Smart Trust: The Rise of Blockchain in Edge Computing, Part I

November 13, 2017

The new Amazon Key wants to kill traditional package delivery. Their drivers access your home with a special key and place your package inside. Compatible with Alexa and cloud-based, Key expands the Amazon IoT home system. Many people are saying “no, thanks” to this announcement. Vulnerabilities – physical access to the home by a stranger and camera footage transmitted to a cloud – worry consumers.

Image Courtesy of PwC

This release rippled the “trust economy,” which is the online-based, app-driven, shared and digital commerce lifestyles many people live. Its currency is personal data, such as credit cards, biometrics and usage statistics. Corporations need our personal data to accept us in their marketplaces, but promise to keep it safe in exchange.

In the past, word-of-mouth from neighbors influenced our perception of an institution or other provider. Transactions were driven by trusted authorities validating a commercial enterprise. Businesses, like hotels, were certified as safe and had ratings by consumer agencies. Now, strangers give reviews on AirBnB and Uber, and we trust their judgement.

Select fields, like real estate, have struggled to transition to digital processes. Some trust must be institutionalized due to its sensitive and financial nature.  We still go through the appropriate agents to protect information and ensure the security of a deal. We must know the participants in our network to feel confidence. In short, the record keepers make the process trustworthy.

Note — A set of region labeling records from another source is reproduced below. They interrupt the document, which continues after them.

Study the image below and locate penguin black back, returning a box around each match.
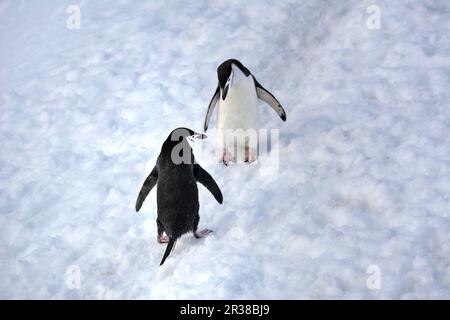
[136,128,223,265]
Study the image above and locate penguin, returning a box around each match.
[203,59,286,165]
[136,128,223,265]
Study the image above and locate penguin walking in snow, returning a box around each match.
[204,59,286,165]
[136,128,223,265]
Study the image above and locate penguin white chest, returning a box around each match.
[217,74,259,131]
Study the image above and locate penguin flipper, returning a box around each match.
[136,166,158,212]
[194,163,223,204]
[203,85,220,132]
[159,239,177,266]
[253,77,286,121]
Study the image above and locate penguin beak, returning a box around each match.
[222,68,234,100]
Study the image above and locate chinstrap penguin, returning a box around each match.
[136,128,223,265]
[204,59,286,165]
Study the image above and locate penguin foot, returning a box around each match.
[158,236,169,243]
[244,150,256,163]
[194,229,212,239]
[220,150,231,166]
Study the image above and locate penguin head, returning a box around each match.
[217,59,251,100]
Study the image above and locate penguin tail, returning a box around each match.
[159,239,177,266]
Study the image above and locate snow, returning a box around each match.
[0,0,450,299]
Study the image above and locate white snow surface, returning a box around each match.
[0,0,450,299]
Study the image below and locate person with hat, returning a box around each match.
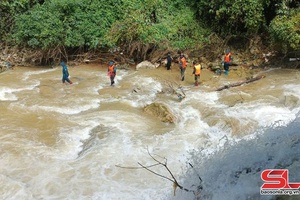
[108,61,117,86]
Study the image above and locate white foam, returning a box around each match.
[0,81,39,101]
[33,99,100,115]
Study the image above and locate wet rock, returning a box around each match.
[144,103,176,123]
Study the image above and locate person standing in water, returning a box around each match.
[178,51,186,81]
[60,62,72,84]
[166,53,173,70]
[107,61,117,86]
[193,61,202,86]
[224,49,233,75]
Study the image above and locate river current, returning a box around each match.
[0,65,300,200]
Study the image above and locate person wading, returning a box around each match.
[107,61,117,86]
[60,62,72,84]
[193,61,202,86]
[224,49,233,75]
[179,53,186,81]
[166,53,173,70]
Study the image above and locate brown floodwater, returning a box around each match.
[0,64,300,200]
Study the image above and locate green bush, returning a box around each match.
[269,9,300,53]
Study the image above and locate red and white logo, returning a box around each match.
[260,169,300,195]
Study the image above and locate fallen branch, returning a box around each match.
[216,75,265,91]
[116,148,203,199]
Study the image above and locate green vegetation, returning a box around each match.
[0,0,300,61]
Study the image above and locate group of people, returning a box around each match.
[166,49,233,86]
[60,61,117,86]
[60,49,233,86]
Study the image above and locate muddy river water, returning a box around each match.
[0,65,300,200]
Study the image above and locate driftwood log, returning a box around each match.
[216,75,265,91]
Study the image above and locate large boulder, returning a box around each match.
[144,103,176,123]
[135,60,159,70]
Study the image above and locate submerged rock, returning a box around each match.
[144,103,176,123]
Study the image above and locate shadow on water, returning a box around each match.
[170,116,300,200]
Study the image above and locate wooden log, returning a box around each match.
[216,75,265,91]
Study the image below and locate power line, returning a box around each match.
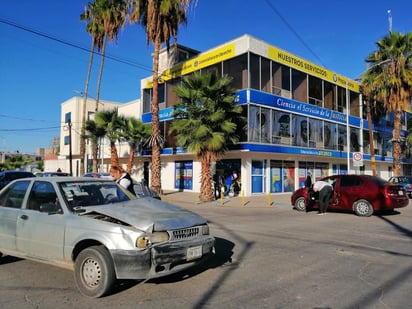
[0,18,153,73]
[265,0,326,67]
[0,126,61,132]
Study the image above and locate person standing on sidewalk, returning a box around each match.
[110,166,136,195]
[313,180,333,215]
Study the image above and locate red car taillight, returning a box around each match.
[385,186,406,196]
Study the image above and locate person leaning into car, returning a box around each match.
[110,166,136,195]
[313,180,333,215]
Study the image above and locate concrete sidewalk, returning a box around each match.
[161,191,292,207]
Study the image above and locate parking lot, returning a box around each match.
[0,192,412,309]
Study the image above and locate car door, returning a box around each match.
[334,175,364,210]
[0,181,30,254]
[16,181,65,261]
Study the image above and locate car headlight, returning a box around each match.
[149,232,170,244]
[136,235,149,249]
[136,232,170,249]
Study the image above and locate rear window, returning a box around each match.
[363,175,389,186]
[340,176,363,187]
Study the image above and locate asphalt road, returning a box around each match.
[0,195,412,309]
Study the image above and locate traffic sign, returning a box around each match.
[353,152,363,166]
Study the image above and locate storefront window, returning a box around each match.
[175,161,193,190]
[252,161,265,193]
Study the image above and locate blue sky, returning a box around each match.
[0,0,412,153]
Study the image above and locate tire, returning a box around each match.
[74,246,116,298]
[295,196,306,211]
[353,200,373,217]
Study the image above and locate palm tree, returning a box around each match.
[80,2,103,175]
[94,108,125,166]
[85,120,106,172]
[169,72,242,201]
[123,117,152,174]
[362,32,412,176]
[95,0,129,112]
[130,0,192,193]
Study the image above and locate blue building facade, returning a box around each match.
[141,35,412,196]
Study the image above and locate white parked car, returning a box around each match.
[0,177,215,297]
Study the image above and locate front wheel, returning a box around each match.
[353,200,373,217]
[74,246,116,298]
[295,196,306,211]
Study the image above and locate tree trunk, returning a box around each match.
[199,154,215,202]
[92,142,99,173]
[392,110,402,176]
[110,142,120,166]
[127,145,136,174]
[151,38,162,194]
[94,33,107,112]
[80,36,94,175]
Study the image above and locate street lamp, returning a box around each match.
[65,119,73,176]
[355,59,392,176]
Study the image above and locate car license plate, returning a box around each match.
[186,246,202,261]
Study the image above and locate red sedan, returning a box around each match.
[291,175,409,217]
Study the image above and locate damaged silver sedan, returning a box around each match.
[0,177,215,297]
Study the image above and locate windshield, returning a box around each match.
[59,181,136,210]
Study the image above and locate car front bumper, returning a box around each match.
[110,236,215,279]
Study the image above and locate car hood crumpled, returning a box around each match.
[81,198,207,231]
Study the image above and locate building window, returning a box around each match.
[223,54,248,89]
[175,161,193,190]
[64,112,72,123]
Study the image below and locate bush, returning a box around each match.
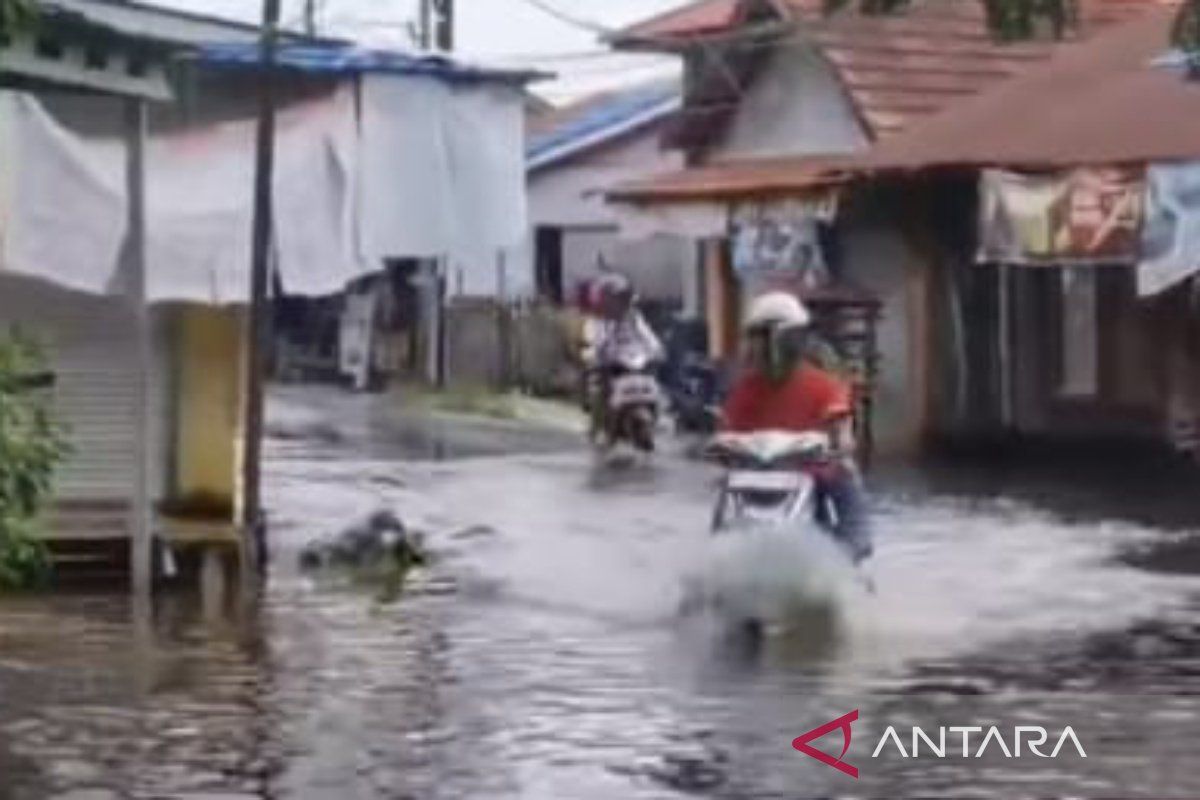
[0,332,67,591]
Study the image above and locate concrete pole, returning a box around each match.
[242,0,280,566]
[125,98,154,597]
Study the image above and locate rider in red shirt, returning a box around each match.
[725,291,872,561]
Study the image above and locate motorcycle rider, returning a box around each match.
[588,272,664,440]
[725,291,872,563]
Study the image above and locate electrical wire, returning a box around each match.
[511,0,616,36]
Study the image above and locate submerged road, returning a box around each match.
[0,389,1200,800]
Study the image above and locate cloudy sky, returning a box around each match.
[152,0,685,101]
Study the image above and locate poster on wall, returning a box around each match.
[730,196,838,288]
[978,168,1145,265]
[1138,162,1200,297]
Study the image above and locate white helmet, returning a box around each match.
[742,291,812,331]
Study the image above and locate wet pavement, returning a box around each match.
[0,389,1200,800]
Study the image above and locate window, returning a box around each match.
[1058,266,1100,398]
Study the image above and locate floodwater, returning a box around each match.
[0,389,1200,800]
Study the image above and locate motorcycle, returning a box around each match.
[707,431,834,534]
[664,353,720,434]
[592,347,662,452]
[685,431,874,637]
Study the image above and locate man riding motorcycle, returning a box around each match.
[725,291,872,563]
[584,272,664,444]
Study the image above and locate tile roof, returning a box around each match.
[863,8,1200,169]
[607,156,850,203]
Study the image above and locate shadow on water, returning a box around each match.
[892,441,1200,530]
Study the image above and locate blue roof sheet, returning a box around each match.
[526,80,680,162]
[191,42,544,83]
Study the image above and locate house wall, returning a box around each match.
[1009,266,1170,439]
[174,305,244,509]
[839,204,924,456]
[563,228,696,303]
[709,42,868,158]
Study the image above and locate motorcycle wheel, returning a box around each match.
[629,409,654,452]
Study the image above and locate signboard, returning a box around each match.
[730,194,838,288]
[1138,162,1200,296]
[978,168,1145,266]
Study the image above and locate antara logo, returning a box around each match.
[792,709,1087,778]
[792,709,858,778]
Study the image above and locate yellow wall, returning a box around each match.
[174,306,244,520]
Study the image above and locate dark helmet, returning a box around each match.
[598,272,637,315]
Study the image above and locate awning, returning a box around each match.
[607,156,850,239]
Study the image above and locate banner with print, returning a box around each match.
[978,168,1145,266]
[1138,162,1200,297]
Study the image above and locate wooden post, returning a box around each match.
[996,264,1014,433]
[242,0,280,566]
[125,98,154,597]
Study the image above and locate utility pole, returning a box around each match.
[419,0,454,53]
[304,0,317,36]
[430,0,454,53]
[242,0,280,575]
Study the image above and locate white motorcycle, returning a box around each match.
[604,347,662,452]
[707,431,834,534]
[684,431,874,631]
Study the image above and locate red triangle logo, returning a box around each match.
[792,709,858,778]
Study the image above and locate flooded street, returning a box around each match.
[0,390,1200,800]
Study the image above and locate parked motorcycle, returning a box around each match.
[664,353,721,435]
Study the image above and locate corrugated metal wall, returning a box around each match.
[0,275,170,500]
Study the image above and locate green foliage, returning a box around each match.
[0,0,37,37]
[0,332,67,591]
[1171,0,1200,53]
[983,0,1079,42]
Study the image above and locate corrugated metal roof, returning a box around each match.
[806,0,1163,138]
[616,0,739,42]
[618,0,1177,138]
[863,8,1200,169]
[192,42,542,83]
[526,79,679,169]
[38,0,292,46]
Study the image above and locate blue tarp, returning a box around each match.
[191,42,544,83]
[526,80,679,163]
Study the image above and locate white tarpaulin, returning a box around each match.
[0,76,526,303]
[359,76,528,268]
[1138,162,1200,297]
[612,203,730,240]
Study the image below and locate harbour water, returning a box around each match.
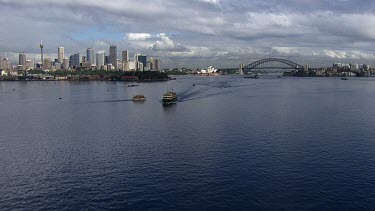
[0,76,375,210]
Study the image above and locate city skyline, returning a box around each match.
[0,0,375,68]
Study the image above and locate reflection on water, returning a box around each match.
[0,76,375,210]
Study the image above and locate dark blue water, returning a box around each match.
[0,77,375,210]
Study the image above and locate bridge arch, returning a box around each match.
[242,58,304,73]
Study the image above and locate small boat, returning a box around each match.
[161,92,178,105]
[133,95,146,102]
[244,75,259,79]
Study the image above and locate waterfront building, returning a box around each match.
[52,59,61,70]
[62,58,69,70]
[81,56,87,63]
[43,58,52,70]
[109,45,117,69]
[96,52,105,68]
[138,55,147,71]
[128,61,137,71]
[153,59,160,70]
[18,53,26,66]
[69,53,80,67]
[86,48,94,66]
[57,47,65,63]
[117,60,124,71]
[25,59,34,70]
[122,61,129,71]
[39,41,44,66]
[134,53,141,62]
[107,63,115,71]
[122,50,129,62]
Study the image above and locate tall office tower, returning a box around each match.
[69,53,80,67]
[63,58,69,70]
[3,58,10,70]
[26,59,35,69]
[57,47,65,63]
[138,55,147,71]
[18,53,26,66]
[109,45,117,69]
[86,48,94,66]
[134,53,141,62]
[39,41,44,66]
[81,56,87,63]
[43,58,52,70]
[96,52,105,69]
[154,59,160,70]
[147,57,155,70]
[122,50,129,62]
[104,56,111,65]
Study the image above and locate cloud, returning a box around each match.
[125,33,152,40]
[152,34,189,52]
[0,0,375,67]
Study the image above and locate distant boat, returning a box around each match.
[161,92,178,105]
[133,95,146,102]
[244,75,259,79]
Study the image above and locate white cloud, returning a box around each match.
[125,33,152,40]
[152,34,188,52]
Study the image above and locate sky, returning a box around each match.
[0,0,375,68]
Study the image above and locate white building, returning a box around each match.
[96,52,105,68]
[57,47,65,63]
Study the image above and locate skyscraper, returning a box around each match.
[39,40,44,66]
[86,48,94,65]
[138,55,147,71]
[122,50,129,62]
[154,59,160,70]
[43,58,52,70]
[18,53,26,66]
[96,52,105,69]
[69,53,80,67]
[57,47,65,63]
[134,53,141,62]
[63,58,69,70]
[109,45,117,69]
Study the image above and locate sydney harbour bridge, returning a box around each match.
[219,58,309,74]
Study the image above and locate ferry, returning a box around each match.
[133,95,146,102]
[161,92,178,105]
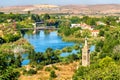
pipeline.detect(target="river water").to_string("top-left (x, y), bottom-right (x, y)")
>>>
top-left (22, 30), bottom-right (95, 65)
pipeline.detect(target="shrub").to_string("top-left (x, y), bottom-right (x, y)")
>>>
top-left (50, 71), bottom-right (57, 78)
top-left (27, 69), bottom-right (37, 75)
top-left (45, 67), bottom-right (52, 71)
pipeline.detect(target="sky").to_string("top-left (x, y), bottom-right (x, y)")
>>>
top-left (0, 0), bottom-right (120, 7)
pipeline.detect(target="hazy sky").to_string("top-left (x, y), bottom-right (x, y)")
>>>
top-left (0, 0), bottom-right (120, 6)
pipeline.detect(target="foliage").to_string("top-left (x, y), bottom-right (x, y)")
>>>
top-left (27, 69), bottom-right (37, 75)
top-left (50, 71), bottom-right (57, 78)
top-left (73, 57), bottom-right (120, 80)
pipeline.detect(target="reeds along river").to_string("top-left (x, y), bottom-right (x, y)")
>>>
top-left (22, 30), bottom-right (95, 65)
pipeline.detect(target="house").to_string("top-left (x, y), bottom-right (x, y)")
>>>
top-left (71, 23), bottom-right (93, 30)
top-left (91, 30), bottom-right (99, 37)
top-left (96, 21), bottom-right (106, 26)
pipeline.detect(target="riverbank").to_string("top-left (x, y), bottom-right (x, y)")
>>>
top-left (19, 61), bottom-right (80, 80)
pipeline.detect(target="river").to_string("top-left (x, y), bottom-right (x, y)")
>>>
top-left (22, 30), bottom-right (95, 65)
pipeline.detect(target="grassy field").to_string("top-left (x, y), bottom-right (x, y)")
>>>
top-left (18, 61), bottom-right (79, 80)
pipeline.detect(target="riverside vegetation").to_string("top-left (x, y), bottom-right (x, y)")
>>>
top-left (0, 12), bottom-right (120, 80)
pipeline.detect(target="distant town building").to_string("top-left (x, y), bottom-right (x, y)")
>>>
top-left (97, 21), bottom-right (106, 26)
top-left (71, 23), bottom-right (93, 30)
top-left (82, 37), bottom-right (90, 66)
top-left (71, 23), bottom-right (99, 37)
top-left (91, 30), bottom-right (99, 37)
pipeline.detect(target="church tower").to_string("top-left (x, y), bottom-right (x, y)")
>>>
top-left (82, 37), bottom-right (90, 66)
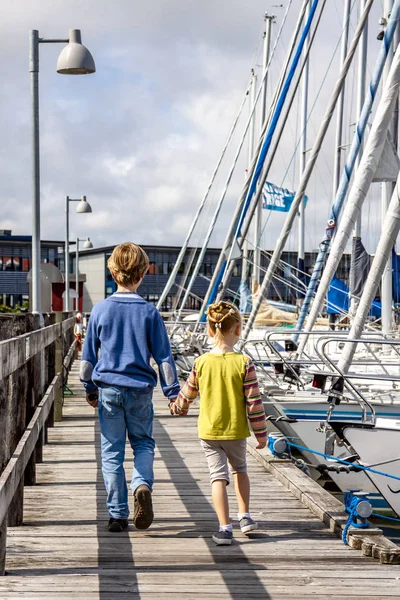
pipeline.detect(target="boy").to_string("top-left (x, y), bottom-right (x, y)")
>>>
top-left (80, 242), bottom-right (179, 532)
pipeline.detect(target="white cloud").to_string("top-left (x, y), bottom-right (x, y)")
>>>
top-left (0, 0), bottom-right (390, 256)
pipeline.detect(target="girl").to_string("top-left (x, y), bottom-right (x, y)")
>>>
top-left (170, 301), bottom-right (267, 546)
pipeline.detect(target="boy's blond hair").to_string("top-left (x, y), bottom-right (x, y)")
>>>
top-left (206, 300), bottom-right (242, 344)
top-left (107, 242), bottom-right (149, 285)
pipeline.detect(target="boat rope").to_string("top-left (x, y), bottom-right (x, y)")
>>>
top-left (371, 513), bottom-right (400, 523)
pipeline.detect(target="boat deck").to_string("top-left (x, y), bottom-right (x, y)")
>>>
top-left (0, 363), bottom-right (400, 600)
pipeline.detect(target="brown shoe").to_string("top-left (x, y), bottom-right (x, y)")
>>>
top-left (133, 484), bottom-right (154, 529)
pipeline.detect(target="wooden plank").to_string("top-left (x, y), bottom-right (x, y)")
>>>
top-left (245, 440), bottom-right (400, 564)
top-left (0, 364), bottom-right (399, 600)
top-left (0, 345), bottom-right (74, 523)
top-left (0, 317), bottom-right (75, 381)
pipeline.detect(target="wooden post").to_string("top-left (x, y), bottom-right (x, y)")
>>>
top-left (0, 519), bottom-right (7, 576)
top-left (54, 312), bottom-right (64, 421)
top-left (43, 313), bottom-right (56, 444)
top-left (24, 315), bottom-right (42, 485)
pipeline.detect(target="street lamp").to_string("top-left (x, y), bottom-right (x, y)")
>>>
top-left (75, 236), bottom-right (93, 312)
top-left (64, 196), bottom-right (92, 310)
top-left (29, 29), bottom-right (96, 313)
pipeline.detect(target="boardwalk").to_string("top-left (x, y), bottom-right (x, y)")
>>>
top-left (0, 364), bottom-right (400, 600)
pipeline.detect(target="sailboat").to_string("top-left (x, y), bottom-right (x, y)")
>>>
top-left (160, 0), bottom-right (400, 511)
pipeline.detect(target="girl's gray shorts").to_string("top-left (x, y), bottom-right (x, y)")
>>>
top-left (200, 438), bottom-right (247, 483)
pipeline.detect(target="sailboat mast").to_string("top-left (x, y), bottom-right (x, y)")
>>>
top-left (252, 13), bottom-right (274, 282)
top-left (242, 0), bottom-right (373, 343)
top-left (241, 69), bottom-right (257, 283)
top-left (293, 0), bottom-right (400, 342)
top-left (381, 0), bottom-right (393, 335)
top-left (333, 0), bottom-right (350, 198)
top-left (297, 0), bottom-right (312, 306)
top-left (338, 174), bottom-right (400, 373)
top-left (157, 74), bottom-right (250, 310)
top-left (196, 0), bottom-right (314, 326)
top-left (297, 42), bottom-right (400, 356)
top-left (349, 0), bottom-right (368, 318)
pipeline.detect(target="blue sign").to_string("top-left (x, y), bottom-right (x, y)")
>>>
top-left (262, 181), bottom-right (308, 212)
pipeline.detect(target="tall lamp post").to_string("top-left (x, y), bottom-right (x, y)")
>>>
top-left (75, 238), bottom-right (93, 312)
top-left (29, 29), bottom-right (96, 313)
top-left (64, 196), bottom-right (92, 310)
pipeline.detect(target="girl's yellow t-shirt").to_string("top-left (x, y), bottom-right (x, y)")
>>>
top-left (195, 352), bottom-right (250, 440)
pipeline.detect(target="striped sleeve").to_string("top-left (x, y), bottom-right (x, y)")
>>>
top-left (243, 358), bottom-right (267, 440)
top-left (175, 363), bottom-right (199, 410)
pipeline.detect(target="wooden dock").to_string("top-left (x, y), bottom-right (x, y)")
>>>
top-left (0, 363), bottom-right (400, 600)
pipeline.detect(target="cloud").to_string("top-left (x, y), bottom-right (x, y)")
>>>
top-left (0, 0), bottom-right (388, 256)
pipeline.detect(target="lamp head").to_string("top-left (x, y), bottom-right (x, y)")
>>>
top-left (82, 238), bottom-right (93, 250)
top-left (76, 196), bottom-right (92, 213)
top-left (57, 29), bottom-right (96, 75)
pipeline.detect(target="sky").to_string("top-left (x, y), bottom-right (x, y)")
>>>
top-left (0, 0), bottom-right (392, 251)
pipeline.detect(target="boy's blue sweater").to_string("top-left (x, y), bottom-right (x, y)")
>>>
top-left (80, 292), bottom-right (180, 399)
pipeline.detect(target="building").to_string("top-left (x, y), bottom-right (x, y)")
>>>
top-left (71, 245), bottom-right (350, 312)
top-left (0, 230), bottom-right (350, 312)
top-left (0, 229), bottom-right (64, 307)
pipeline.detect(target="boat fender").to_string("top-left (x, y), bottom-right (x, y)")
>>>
top-left (268, 433), bottom-right (290, 458)
top-left (342, 489), bottom-right (372, 546)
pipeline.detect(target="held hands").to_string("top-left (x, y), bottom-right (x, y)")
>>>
top-left (168, 399), bottom-right (189, 417)
top-left (86, 392), bottom-right (99, 408)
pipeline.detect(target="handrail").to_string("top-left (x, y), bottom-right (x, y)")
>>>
top-left (0, 341), bottom-right (76, 525)
top-left (0, 317), bottom-right (75, 381)
top-left (0, 317), bottom-right (76, 576)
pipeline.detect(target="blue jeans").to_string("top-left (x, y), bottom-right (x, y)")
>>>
top-left (99, 387), bottom-right (155, 519)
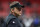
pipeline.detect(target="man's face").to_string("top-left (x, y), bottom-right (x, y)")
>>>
top-left (13, 7), bottom-right (22, 15)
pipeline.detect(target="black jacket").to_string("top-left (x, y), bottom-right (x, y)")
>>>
top-left (3, 14), bottom-right (22, 27)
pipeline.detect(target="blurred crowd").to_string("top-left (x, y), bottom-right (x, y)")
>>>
top-left (0, 2), bottom-right (40, 27)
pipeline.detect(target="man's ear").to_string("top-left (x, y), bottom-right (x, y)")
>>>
top-left (11, 8), bottom-right (14, 12)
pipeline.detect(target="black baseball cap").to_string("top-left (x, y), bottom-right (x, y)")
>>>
top-left (10, 3), bottom-right (24, 8)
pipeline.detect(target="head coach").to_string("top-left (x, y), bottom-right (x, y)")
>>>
top-left (4, 1), bottom-right (24, 27)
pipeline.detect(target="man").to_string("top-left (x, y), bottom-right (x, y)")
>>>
top-left (4, 1), bottom-right (24, 27)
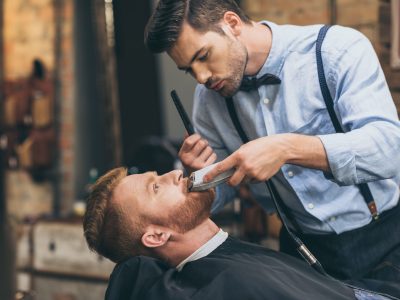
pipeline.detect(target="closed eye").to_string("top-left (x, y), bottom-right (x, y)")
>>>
top-left (199, 51), bottom-right (208, 61)
top-left (153, 183), bottom-right (160, 194)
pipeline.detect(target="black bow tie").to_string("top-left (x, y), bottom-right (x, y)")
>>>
top-left (239, 73), bottom-right (281, 92)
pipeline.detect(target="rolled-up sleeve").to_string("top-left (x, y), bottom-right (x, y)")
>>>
top-left (193, 85), bottom-right (236, 214)
top-left (318, 31), bottom-right (400, 185)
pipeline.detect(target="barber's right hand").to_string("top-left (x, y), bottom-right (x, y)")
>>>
top-left (179, 133), bottom-right (217, 174)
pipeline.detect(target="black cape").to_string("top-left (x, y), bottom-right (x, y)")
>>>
top-left (106, 237), bottom-right (355, 300)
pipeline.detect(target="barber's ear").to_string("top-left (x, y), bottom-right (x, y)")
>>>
top-left (223, 11), bottom-right (243, 36)
top-left (142, 226), bottom-right (171, 248)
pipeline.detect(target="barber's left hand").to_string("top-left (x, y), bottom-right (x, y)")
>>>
top-left (204, 135), bottom-right (287, 185)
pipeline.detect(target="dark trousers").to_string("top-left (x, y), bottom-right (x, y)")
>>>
top-left (280, 204), bottom-right (400, 297)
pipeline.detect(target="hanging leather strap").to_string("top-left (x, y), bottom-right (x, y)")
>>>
top-left (225, 98), bottom-right (328, 276)
top-left (316, 25), bottom-right (379, 220)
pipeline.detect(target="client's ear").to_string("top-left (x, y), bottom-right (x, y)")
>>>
top-left (142, 225), bottom-right (171, 248)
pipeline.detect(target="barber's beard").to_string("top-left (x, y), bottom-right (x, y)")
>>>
top-left (162, 190), bottom-right (215, 233)
top-left (219, 41), bottom-right (248, 98)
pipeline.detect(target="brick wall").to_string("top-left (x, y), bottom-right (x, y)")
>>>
top-left (379, 0), bottom-right (400, 115)
top-left (3, 0), bottom-right (54, 80)
top-left (3, 0), bottom-right (75, 216)
top-left (57, 0), bottom-right (77, 214)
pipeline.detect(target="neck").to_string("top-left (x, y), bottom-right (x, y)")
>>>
top-left (157, 219), bottom-right (219, 267)
top-left (241, 22), bottom-right (272, 76)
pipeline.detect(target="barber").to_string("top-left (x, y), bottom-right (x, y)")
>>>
top-left (145, 0), bottom-right (400, 289)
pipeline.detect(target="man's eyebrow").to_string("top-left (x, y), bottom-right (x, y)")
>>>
top-left (144, 172), bottom-right (157, 195)
top-left (178, 47), bottom-right (205, 71)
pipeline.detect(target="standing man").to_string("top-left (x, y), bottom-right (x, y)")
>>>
top-left (145, 0), bottom-right (400, 290)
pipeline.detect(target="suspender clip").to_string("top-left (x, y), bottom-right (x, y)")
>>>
top-left (368, 201), bottom-right (379, 221)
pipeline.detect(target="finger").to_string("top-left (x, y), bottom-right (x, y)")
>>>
top-left (179, 133), bottom-right (201, 152)
top-left (203, 155), bottom-right (236, 182)
top-left (205, 153), bottom-right (217, 166)
top-left (228, 169), bottom-right (246, 186)
top-left (190, 139), bottom-right (208, 157)
top-left (198, 146), bottom-right (214, 161)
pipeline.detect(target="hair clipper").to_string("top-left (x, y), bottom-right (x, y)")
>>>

Those transitions have become more tenuous with new security vulnerabilities. The Equifax security breach, the growing use of bodily data and fake news bots have people anxious about a hackable world. Trusted partners and reviews mean less because they may be propped up by spam.

Questions of data security for this trust economy drive cloud computing. One form of technology leads that discussion: blockchain, made famous by Bitcoin, or distributed ledgers. Part II of this smart trust series will go through the technical details of blockchain. For now, it’s easiest to summarize blockchain as a secure, trustworthy process that makes the keepers safe too.

A relatively new technology, blockchain employs a complicated system of computing and storage to irreversibly and permanently store records, track reputations and enact transactions. It works in conjunction with other cybersecurity measures like encryption, limited access, and authorization to keep a network safe.

Blockchain has the potential to affect multiple disciplines, including those hard-to-digitize fields like contracts. Ongoing research especially seeks to address its feasibility for edge computing and IoT networks, where data is more vulnerable. Part III of our series will discuss current and future applications.